The Fatih, Turkey’s first drillship, is named after Fatih Sultan Mehmet, the Ottoman Sultan who conquered Constantinople, present-day Istanbul, in 1453.

The shipment made the discovery at the Tuna-1 box off the coast of the city of Eregli, in the northern province of Zonguldak, after starting the search on July 20, Erdogan said.

The Turkish lira gained in price opposite the dollar after Erdogan’s promise on Wednesday to report “good news” on Friday, but fell after the duration of the discovery less than the part that was warned in the initial reports.

Analysts were also reluctant to overestimate the importance of discovery, noting that offshore drilling is related to time and time.

“There are reasons to be cautious,” said Jason Tuvey, senior market economist at Capital Economics.

“On the one hand, it will take time for the infrastructure to be in position before fuel can be extracted,” he said in a study note.

Tuvey added that “strengthening Turkey’s external position may be temporary.”

Ozgur Unluhisarcikli, director of the German Marshall Fund in Ankara, tweeted that the discovery “isn’t bad at all (but) it’s not a replacement for the game either.”

The volume of fuel announced through Erdogan would cover Turkey’s overall herbal fuel desires for six years at existing consumption rates.

Turkey’s finance minister and Erdogan son-in-law Berat Albayrak, speaking aboard Fatih, said discovery and possible long-term discoveries can simply balance Turkey’s heavy import industry by reducing its import bill.import of higher energy.

Turkey’s energy import bills 2% of last year’s overall economic output, according to Capital Economics, with maximum purchases coming from Russia, Iran and Iraq.

Turkey’s Energy Market Regulatory Authority said in January that the country’s annual energy charge imports between $12 billion and $13 billion (10.2 to 11.1 billion euros).

Earlier this month, Erdogan ordered the resumption of debatable energy exploration off the southern coast near a Greek island in the disputed waters of the eastern Mediterranean.

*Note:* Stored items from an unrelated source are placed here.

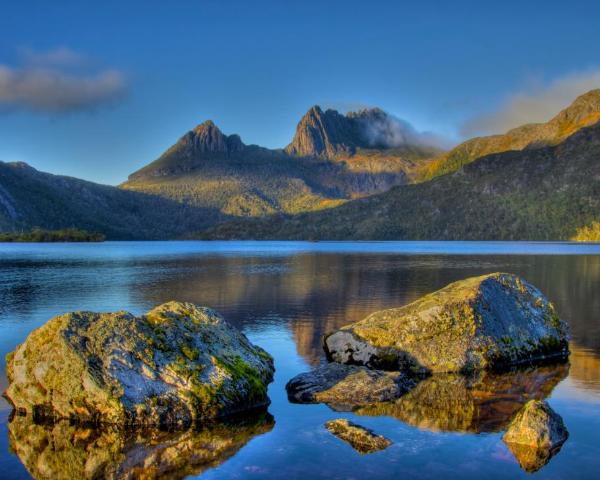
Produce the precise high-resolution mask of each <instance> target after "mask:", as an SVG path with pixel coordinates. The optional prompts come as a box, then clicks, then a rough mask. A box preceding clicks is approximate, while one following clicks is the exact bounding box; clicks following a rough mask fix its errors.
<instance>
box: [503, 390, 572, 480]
mask: <svg viewBox="0 0 600 480" xmlns="http://www.w3.org/2000/svg"><path fill="white" fill-rule="evenodd" d="M568 438H569V432H568V431H567V428H566V427H565V424H564V423H563V420H562V418H561V416H560V415H558V414H557V413H556V412H555V411H554V410H552V408H551V407H550V405H548V404H547V403H546V402H543V401H540V400H531V401H529V402H527V404H525V406H524V407H523V408H522V409H521V410H520V411H519V413H518V414H517V415H516V416H515V418H514V419H513V421H512V422H511V424H510V426H509V427H508V430H507V431H506V433H505V434H504V436H503V437H502V439H503V440H504V442H505V443H506V445H507V446H508V448H509V450H510V451H511V452H512V453H513V455H514V456H515V458H516V459H517V461H518V462H519V465H521V467H522V468H523V470H525V471H527V472H530V473H533V472H536V471H537V470H539V469H540V468H542V467H543V466H544V465H546V464H547V463H548V462H549V461H550V459H551V458H552V457H553V456H554V455H556V454H557V453H558V452H559V451H560V449H561V447H562V445H563V443H565V441H566V440H567V439H568Z"/></svg>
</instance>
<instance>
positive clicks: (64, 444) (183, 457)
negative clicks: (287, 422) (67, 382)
mask: <svg viewBox="0 0 600 480" xmlns="http://www.w3.org/2000/svg"><path fill="white" fill-rule="evenodd" d="M273 425H274V420H273V417H272V416H271V415H269V414H268V413H264V412H263V413H260V414H256V415H251V416H250V417H247V418H246V419H244V420H239V421H238V420H232V421H229V422H227V423H220V424H215V425H212V426H210V427H205V428H202V429H189V430H186V431H178V432H168V431H160V430H140V431H131V430H129V431H123V430H118V429H116V428H114V429H111V428H103V429H94V428H86V427H84V426H81V425H72V424H70V423H69V422H68V421H67V420H63V421H60V422H57V423H55V424H52V425H49V424H36V423H34V422H33V421H32V420H31V418H29V417H23V416H15V417H14V418H13V419H12V420H11V422H10V424H9V426H8V429H9V438H10V448H11V450H12V451H13V452H14V453H16V455H17V456H18V457H19V458H20V460H21V462H22V463H23V465H25V467H26V468H27V470H28V471H29V473H30V475H31V476H33V477H34V478H35V479H132V478H144V479H159V478H169V479H172V478H175V479H177V478H184V477H186V476H187V475H198V474H200V473H202V472H203V471H204V470H206V469H208V468H211V467H215V466H217V465H219V464H221V463H222V462H224V461H225V460H227V459H228V458H230V457H231V456H233V455H234V454H235V453H236V452H237V451H238V450H239V449H241V448H242V447H243V446H244V445H245V444H246V443H248V442H249V441H250V440H251V439H252V438H253V437H254V436H256V435H260V434H262V433H266V432H268V431H270V430H271V429H272V428H273Z"/></svg>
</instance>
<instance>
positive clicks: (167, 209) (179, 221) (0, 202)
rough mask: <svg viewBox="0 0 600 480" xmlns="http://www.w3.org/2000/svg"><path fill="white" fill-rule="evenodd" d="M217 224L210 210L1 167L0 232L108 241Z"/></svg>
mask: <svg viewBox="0 0 600 480" xmlns="http://www.w3.org/2000/svg"><path fill="white" fill-rule="evenodd" d="M218 219H221V220H223V217H221V216H220V215H219V213H218V212H215V211H210V210H206V209H199V208H193V207H189V206H186V205H181V204H179V203H176V202H172V201H170V200H166V199H163V198H160V197H155V196H152V195H148V194H144V193H137V192H129V191H127V190H122V189H119V188H116V187H110V186H106V185H98V184H96V183H92V182H87V181H84V180H79V179H76V178H72V177H64V176H59V175H51V174H49V173H44V172H40V171H38V170H36V169H34V168H32V167H30V166H29V165H27V164H26V163H22V162H17V163H4V162H0V231H18V230H29V229H31V228H34V227H41V228H46V229H50V230H53V229H60V228H68V227H77V228H82V229H85V230H88V231H90V232H100V233H104V234H105V235H106V236H107V238H109V239H162V238H176V237H179V236H181V235H184V234H186V233H189V232H191V231H197V230H198V228H204V227H206V226H207V225H210V224H213V223H214V222H216V221H217V220H218Z"/></svg>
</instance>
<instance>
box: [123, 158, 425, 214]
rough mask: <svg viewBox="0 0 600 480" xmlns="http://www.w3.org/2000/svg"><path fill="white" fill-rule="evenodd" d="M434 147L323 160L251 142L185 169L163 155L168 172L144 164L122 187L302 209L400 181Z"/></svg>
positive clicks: (186, 195) (360, 192)
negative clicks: (271, 148)
mask: <svg viewBox="0 0 600 480" xmlns="http://www.w3.org/2000/svg"><path fill="white" fill-rule="evenodd" d="M435 153H436V152H434V151H433V150H428V149H417V148H410V149H395V150H389V151H377V150H361V151H359V152H358V153H357V154H356V155H354V156H352V157H349V158H344V157H340V158H336V159H334V160H326V159H311V158H297V157H290V156H288V155H286V154H284V153H283V152H281V151H273V150H267V149H264V148H261V147H257V146H249V147H246V149H245V150H244V151H242V152H236V153H234V154H231V155H227V156H225V155H217V154H211V155H210V158H198V159H196V161H195V163H196V164H195V167H194V168H193V169H191V170H189V171H178V170H177V165H178V164H182V163H183V162H182V160H184V159H181V158H177V157H175V158H162V157H161V159H159V160H158V161H157V162H155V163H154V165H155V168H156V167H160V168H168V163H167V160H168V161H169V162H170V163H171V164H172V165H173V173H172V174H169V175H164V174H163V175H152V174H151V170H150V171H149V170H148V167H145V168H144V169H142V170H141V171H140V173H139V174H137V173H136V174H134V175H132V176H131V177H130V179H129V180H128V181H127V182H125V183H124V184H123V185H121V187H122V188H124V189H127V190H134V191H139V192H147V193H152V194H155V195H159V196H162V197H165V198H169V199H171V200H174V201H177V202H181V203H186V204H189V205H194V206H197V207H203V208H210V209H215V210H218V211H220V212H221V213H223V214H226V215H231V216H241V217H245V216H263V215H268V214H273V213H277V212H283V213H300V212H304V211H314V210H321V209H324V208H330V207H333V206H337V205H340V204H341V203H343V202H345V201H346V200H348V199H350V198H355V197H360V196H364V195H367V194H372V193H379V192H383V191H386V190H388V189H389V188H391V187H392V186H394V185H398V184H404V183H406V182H407V179H408V175H410V174H412V172H413V171H414V170H415V169H416V166H417V165H418V164H419V162H421V161H424V158H426V157H427V156H433V155H434V154H435ZM170 154H172V152H171V151H167V153H166V154H165V155H167V157H168V156H169V155H170Z"/></svg>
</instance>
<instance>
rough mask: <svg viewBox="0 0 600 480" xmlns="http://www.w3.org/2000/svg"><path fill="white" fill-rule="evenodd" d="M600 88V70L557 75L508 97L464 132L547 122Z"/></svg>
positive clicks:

The factor has put Turkey on a collision course with Greece, Cyprus and the European Union, and has exacerbated tensions with France, which has a greater military presence in the region.

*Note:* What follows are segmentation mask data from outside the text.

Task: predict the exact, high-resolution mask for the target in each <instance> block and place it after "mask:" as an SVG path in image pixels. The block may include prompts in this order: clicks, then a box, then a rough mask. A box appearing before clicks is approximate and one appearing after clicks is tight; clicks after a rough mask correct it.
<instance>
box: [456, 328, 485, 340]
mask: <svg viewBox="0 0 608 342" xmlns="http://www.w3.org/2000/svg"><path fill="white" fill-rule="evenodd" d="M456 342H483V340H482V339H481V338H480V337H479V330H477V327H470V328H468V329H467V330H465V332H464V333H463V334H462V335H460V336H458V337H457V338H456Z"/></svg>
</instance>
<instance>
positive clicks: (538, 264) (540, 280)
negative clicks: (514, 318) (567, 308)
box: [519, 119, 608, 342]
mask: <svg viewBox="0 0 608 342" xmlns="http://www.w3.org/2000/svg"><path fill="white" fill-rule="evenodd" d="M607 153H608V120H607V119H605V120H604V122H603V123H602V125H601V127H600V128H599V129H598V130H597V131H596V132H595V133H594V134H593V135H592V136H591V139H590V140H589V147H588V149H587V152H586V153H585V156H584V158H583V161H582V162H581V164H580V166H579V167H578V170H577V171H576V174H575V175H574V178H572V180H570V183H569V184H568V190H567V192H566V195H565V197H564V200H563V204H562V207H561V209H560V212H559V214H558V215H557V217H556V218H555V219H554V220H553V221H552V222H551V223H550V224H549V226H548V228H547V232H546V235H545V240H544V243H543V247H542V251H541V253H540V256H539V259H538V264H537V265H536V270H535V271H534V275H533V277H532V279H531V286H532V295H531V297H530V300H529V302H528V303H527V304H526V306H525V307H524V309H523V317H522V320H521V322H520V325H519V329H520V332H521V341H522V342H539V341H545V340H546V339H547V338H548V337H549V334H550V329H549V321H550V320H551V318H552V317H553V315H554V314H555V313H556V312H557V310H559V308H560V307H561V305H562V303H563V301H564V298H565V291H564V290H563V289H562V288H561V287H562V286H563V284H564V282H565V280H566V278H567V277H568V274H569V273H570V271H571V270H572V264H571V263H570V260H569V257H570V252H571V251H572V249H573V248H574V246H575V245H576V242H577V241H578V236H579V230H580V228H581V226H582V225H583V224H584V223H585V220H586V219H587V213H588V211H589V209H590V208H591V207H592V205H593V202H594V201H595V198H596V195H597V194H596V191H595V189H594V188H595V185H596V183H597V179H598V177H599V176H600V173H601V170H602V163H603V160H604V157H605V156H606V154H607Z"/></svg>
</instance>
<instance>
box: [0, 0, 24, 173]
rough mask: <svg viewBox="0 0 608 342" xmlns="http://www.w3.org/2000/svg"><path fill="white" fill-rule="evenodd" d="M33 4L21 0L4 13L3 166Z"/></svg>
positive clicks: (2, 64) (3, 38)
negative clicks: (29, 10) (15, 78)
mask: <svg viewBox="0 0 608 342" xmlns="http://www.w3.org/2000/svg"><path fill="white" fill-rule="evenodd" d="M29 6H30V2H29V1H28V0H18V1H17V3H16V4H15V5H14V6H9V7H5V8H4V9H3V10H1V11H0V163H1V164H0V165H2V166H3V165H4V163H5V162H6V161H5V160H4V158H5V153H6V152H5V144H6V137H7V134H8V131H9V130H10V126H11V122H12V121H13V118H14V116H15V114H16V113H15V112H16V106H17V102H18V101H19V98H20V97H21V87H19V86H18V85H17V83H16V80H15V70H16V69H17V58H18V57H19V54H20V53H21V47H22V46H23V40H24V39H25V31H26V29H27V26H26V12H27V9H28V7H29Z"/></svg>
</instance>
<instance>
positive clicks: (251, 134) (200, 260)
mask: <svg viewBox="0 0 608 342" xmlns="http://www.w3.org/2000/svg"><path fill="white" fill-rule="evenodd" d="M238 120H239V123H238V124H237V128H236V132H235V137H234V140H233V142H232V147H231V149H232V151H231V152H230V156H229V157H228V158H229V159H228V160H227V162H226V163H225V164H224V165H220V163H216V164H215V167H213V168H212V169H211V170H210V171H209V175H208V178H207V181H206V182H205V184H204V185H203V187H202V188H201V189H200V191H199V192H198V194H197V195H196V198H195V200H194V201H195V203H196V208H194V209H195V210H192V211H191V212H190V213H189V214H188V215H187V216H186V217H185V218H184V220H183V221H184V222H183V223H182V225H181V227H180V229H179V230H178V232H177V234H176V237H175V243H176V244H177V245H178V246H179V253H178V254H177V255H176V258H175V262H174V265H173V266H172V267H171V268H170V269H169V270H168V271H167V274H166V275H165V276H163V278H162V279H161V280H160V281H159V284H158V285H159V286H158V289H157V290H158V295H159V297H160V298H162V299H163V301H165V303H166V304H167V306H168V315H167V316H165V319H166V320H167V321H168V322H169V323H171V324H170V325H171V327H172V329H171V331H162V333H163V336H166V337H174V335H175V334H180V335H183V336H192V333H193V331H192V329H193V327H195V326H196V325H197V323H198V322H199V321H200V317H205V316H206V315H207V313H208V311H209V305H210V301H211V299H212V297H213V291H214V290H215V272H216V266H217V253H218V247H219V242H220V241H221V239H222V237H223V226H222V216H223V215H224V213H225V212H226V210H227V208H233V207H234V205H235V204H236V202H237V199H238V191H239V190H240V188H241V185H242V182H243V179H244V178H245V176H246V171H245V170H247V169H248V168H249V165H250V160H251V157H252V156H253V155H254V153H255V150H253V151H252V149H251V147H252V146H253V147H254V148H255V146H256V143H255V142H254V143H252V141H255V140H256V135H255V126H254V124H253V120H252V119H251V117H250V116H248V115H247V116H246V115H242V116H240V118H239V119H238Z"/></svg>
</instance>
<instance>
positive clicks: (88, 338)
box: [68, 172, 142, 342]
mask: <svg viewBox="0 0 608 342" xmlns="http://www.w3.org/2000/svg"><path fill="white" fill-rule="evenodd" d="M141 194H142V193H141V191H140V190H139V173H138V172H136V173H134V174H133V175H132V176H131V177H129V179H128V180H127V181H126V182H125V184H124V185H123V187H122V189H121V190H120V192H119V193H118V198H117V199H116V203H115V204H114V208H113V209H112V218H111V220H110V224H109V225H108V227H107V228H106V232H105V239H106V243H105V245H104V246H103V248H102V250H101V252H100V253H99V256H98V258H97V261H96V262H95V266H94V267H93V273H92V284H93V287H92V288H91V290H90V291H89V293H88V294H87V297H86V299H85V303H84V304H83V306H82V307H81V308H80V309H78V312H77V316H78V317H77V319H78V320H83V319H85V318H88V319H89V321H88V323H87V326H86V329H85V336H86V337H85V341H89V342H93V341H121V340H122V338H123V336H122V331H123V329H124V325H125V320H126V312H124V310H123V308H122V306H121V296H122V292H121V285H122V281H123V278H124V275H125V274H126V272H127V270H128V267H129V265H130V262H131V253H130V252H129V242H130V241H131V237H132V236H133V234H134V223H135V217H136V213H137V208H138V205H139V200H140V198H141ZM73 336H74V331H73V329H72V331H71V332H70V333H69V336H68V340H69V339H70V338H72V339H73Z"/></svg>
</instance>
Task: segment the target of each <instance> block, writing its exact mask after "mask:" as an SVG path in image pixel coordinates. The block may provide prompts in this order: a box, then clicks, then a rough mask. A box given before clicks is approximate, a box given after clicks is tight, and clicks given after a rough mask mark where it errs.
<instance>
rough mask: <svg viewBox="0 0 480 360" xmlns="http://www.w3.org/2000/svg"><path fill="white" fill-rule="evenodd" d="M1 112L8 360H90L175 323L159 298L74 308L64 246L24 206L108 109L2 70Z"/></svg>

But Erdogan has shown no signs of giving in to the EU’s repeated call to finish studies in the eastern Mediterranean.

“We will boost our activities in the Mediterranean with the deployment until the end of the year of the (drillship) Kanuni, which is currently under maintenance,” he said.

“God willing, we’re waiting for smart news,” Erdogan added.

Turkey sent the seismic ship Oruc Reis with warships to the region on 10 August, provoking the wrath of Greece, which said the resolution threatened peace.